The most frequent causes of pancreatitis classically have been known to be gallstones or alcohol. However, genetics can also play a key role in predisposing patients to both chronic and acute pancreatitis. The serine protease inhibitor Kazal type 1 (SPINK 1) gene is known to be strongly associated with pancreatitis. Patients with these underlying genetic mutations can have severe diseases with a high morbidity rate and frequent hospitalization. We report an Arab girl who presented with acute pancreatitis at the age of 7 years progressing to recurrent chronic pancreatitis over a few years. She had severe obesity from the age of 4 years and developed type 2 diabetes at the age of 12. She had a normal biliary system anatomy. Genetic analysis showed that she had combined heterozygous mutations in the SPINK1 gene (SPINK1, c.101A>G p.(Asn34Ser) and SPINK1, c.56-37T>C). Her parents were first-degree cousins, but neither had obesity. Mother was detected to have the same mutations. She had type 2 diabetes but never presented with pancreatitis. This case is the first to be reported from the Arab region with these combined mutations leading to recurrent chronic pancreatitis. It illustrates the importance of diagnosing the underlying genetic mutation in the absence of other known causes of pancreatitis. Considering the absence of pancreatitis history in the mother who did not have obesity but harboured the same mutations, we point out that severe obesity might be a triggering factor of pancreatitis in the presence of the mutations in SPINK1 gene in this child. While this is not an assumption from a single patient, we show that not all carriers of this mutation develop the disease even within the same family. Triggering factors like severe obesity might have a role in developing the disease.

Learning points

  • Acute recurrent pancreatitis and chronic pancreatitis are uncommon in children but might be underdiagnosed.

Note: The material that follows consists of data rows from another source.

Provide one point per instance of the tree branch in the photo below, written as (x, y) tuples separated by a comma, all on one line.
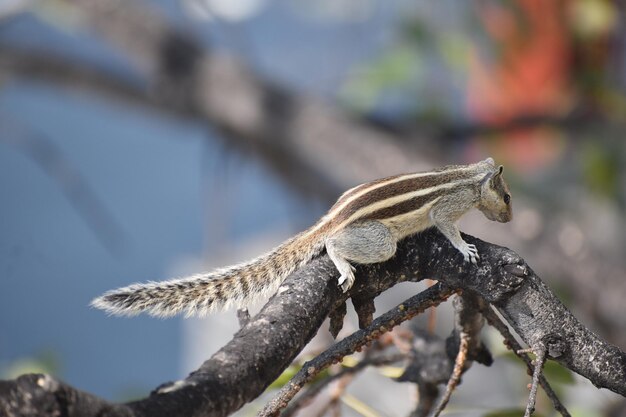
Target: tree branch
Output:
[(265, 346)]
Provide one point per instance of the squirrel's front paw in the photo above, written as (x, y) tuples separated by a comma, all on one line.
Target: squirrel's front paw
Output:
[(470, 253), (347, 278)]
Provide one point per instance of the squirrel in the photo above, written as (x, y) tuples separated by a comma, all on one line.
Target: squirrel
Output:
[(362, 227)]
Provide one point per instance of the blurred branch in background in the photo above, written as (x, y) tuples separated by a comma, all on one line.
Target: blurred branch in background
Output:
[(67, 177), (540, 85)]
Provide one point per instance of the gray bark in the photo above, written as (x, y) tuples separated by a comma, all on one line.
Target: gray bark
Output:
[(263, 348)]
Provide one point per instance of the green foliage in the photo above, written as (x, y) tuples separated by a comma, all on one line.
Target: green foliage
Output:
[(46, 362), (290, 372)]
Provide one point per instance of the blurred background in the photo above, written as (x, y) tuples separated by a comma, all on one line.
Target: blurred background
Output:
[(141, 140)]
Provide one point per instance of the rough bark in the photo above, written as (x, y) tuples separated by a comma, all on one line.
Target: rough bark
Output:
[(259, 352)]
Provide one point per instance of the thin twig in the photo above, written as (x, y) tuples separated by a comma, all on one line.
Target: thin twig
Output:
[(459, 363), (497, 323), (303, 399), (540, 360), (353, 343)]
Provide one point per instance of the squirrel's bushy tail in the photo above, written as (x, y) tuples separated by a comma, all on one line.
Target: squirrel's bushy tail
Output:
[(203, 293)]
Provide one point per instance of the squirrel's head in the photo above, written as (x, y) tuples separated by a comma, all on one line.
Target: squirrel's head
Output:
[(495, 197)]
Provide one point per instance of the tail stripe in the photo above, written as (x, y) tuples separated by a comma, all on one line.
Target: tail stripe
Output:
[(202, 293)]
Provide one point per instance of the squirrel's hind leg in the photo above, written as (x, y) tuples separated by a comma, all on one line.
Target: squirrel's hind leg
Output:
[(364, 242)]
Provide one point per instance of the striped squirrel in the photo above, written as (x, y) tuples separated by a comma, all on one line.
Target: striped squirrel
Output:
[(363, 227)]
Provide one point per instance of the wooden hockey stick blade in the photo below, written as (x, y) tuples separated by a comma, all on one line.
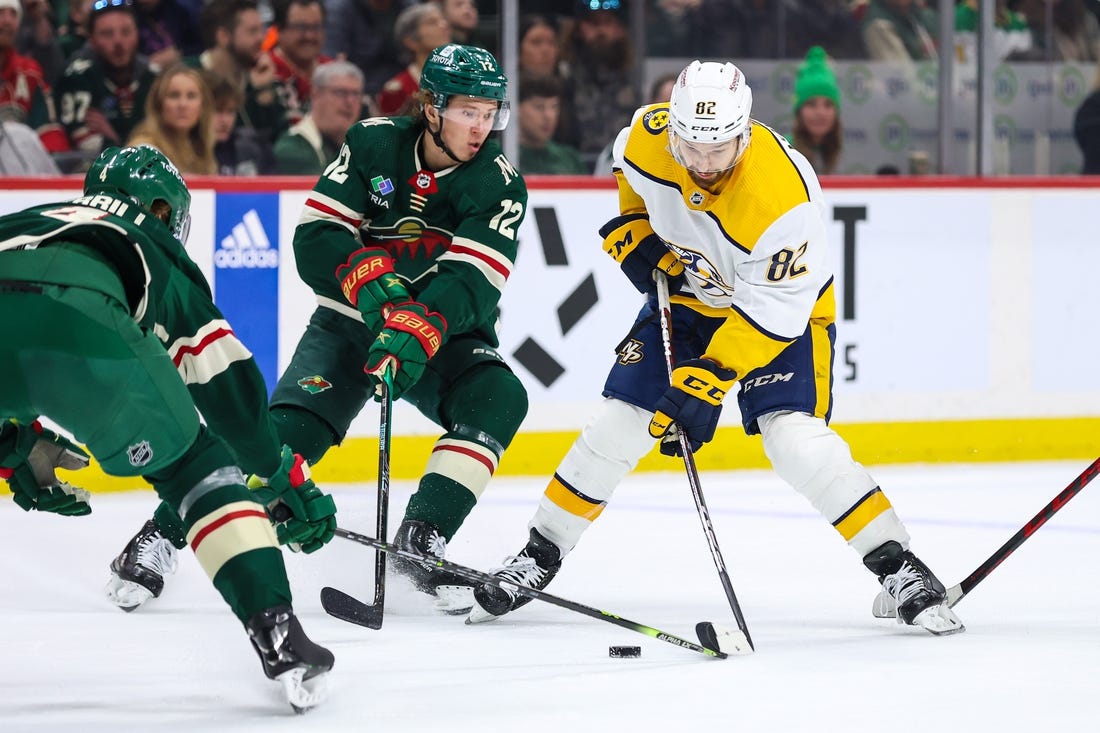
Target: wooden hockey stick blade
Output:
[(347, 608), (724, 638)]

  • Biliary tract anomalies and dyslipidaemias are known causative factors for pancreatitis, but pancreatitis can be seen in children with intact biliary system.

  • Genetic diagnosis should be sought in children with pancreatitis in the absence of known underlying predisposing factors.

  • SPINK1 mutations can predispose to an early-onset severe recurrent pancreatitis and acute pancreatitis.